Cryptocurrency has increasingly become an accepted form of financial exchange. However, it has also become a favored form of payment for cyber criminals.
In an effort to deter the use of cryptocurrencies in furtherance of criminal activity, the Federal Bureau of Investigation recently announced the formation of a Virtual Asset Exploitation Unit (VAXU). The VAXU will combine various investigatory, technical, and analytical resources, and the unit is charged with tracking the illicit use of cryptocurrencies and assisting in their seizure. This announcement follows close on the heels of the recent U.S. Department of Justice appointment of veteran federal prosecutor Eun Young Choi as the first director of the newly-created National Cryptocurrency Enforcement Team (NCET).
In the past, it has proven difficult for law enforcement to track the use of illicit cryptocurrencies. The formation of VAXU serves to address and alleviate this issue, and while significant law enforcement resources are being devoted to this new initiative, both DOJ and the FBI must work to strengthen their partnerships with private businesses, who will be relied on to report the use of cryptocurrency in connection with criminal activity.
The use of cryptocurrency for both legitimate and illegal activities continues to grow unabated.

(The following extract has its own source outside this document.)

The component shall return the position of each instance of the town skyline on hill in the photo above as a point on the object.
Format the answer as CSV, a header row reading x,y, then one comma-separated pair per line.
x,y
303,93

It is estimated that over 300 million people in the world own cryptocurrency, and over 18,000 businesses now accept cryptocurrency as payment. On the illicit side, almost 80% of all ransomware payments are made via cryptocurrency, and it is estimated that cryptocurrency payments for ransomware attacks exceeded $20 billion in 2021.
The creation of the VAXU is an acknowledgement that cryptocurrency plays an integral role in criminal activity and that additional resources are needed in order to ensure that cryptocurrency does not continue to fuel cyber or conventional crimes going forward.